Transitioning Well

I don’t like change.  I suspect that nobody does.  But life is change and I’d like to suggest that change is always a good thing.


Changing circumstances keep us sharp; change causes us to hone our skills; change keeps life fresh and it can re-energize you while undergoing a bad case of project boredom or exhaustion.  In short, change causes growth and bestows many blessings affording an opportunity to start anew, to walk down an alternate path, to harmonize with life in a different octave.      


December 28 marked the “transition” of Greg Chapman, the “C” of PCH, into a different stage of life: a full-time career as an artist.  Note that I did not use the word “retirement” for a reason.  True to form, a great creative mind cannot sit idle, not even for a season, but it always transitions into a different means of expression. 


What is Greg’s [not so] hidden talent?  He is a gifted artist and extraordinary painter, merging architecture with art, creating paintings that possess an eye-popping, bold quality of color complemented by the sharp line, yet observantly respectful of the inconsistencies found in organic forms.   


Many famous people are actually multi-talented; in the theater, they are referred to as a “triple threat”, one capable of acting, singing and dancing.  Greg Chapman is an architect, artist and administrator.  Not only did he found an architecture firm, but he successfully managed it for over 30 years.  And now, it’s time for a change. 


I have noticed a set of personal qualities consistent through all of my best bosses; a calm, cool demeanor that acknowledges the difficulties of being an architect yet expects the pursuit of excellence - not perfection - in the work you do.  Good bosses are generous: monetarily and professionally; they trust you to handle challenges; they forgive you when you mess up; they don’t judge you because they are secure enough to admit that they encountered similar struggles in their careers; they dig deep alongside you on difficult projects; they let you work, letting you run with a project as far as you can without hovering; they let you excel.  Greg Chapman has been such a boss.

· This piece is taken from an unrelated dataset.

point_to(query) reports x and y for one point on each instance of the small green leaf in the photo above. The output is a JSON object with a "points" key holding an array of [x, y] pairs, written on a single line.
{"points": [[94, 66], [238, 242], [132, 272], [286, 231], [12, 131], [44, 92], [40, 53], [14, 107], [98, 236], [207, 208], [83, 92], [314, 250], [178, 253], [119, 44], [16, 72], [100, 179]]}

One of the best.  And best of all, clients and consultants love him, too.


I admire folks (actors, writers, performers) who, almost unexpectedly, walk away from their lucrative, memorable and popular contributions to the surrounding social, media and cultural landscape while still at the height of popularity.  They transition, leaving ubiquitous pleasant memories in the hearts and minds of their admirers, stoking endless nostalgia, hunger and television re-runs.  I think of “The Far Side” comic strip, M.A.S.H., Jerry Seinfeld, Greta Garbo, Steven Perry from Journey – all of whom left us thinking, “but we’re not finished enjoying you yet!”

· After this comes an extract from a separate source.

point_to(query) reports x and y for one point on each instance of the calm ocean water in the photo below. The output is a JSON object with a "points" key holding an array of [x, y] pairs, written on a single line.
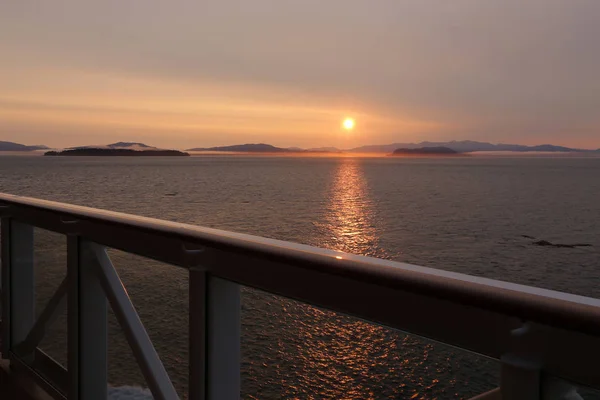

My grandmother and I had this vacation to France planned that we never took.  After my son was born, she laid the mantle for embarking on this trip upon him, and after she passed, I inherited her sewing machine that had never been operated, because she was going to “one day learn to sew.”  I admire the spunk of people who always have a goal, a destination, a skill to develop, a trip not yet taken, a future plan to look forward to.  Such forward thinking is wonderful and inspiring.  And Greg Chapman embodies this same spirit of adventure and “trips not yet taken.”


It’s been said that profound and lasting change in our lives, from year-to-year, is best produced by

the books we read and the people we meet.  The latter has been most poignant to me lately.  I have been changed for the better having worked for Greg Chapman, counting him as a friend and optimistic encourager over the past few years.  Heavens, the entire architectural community has been changed for the better! 


Good luck and God bless you, Greg!  I will miss you.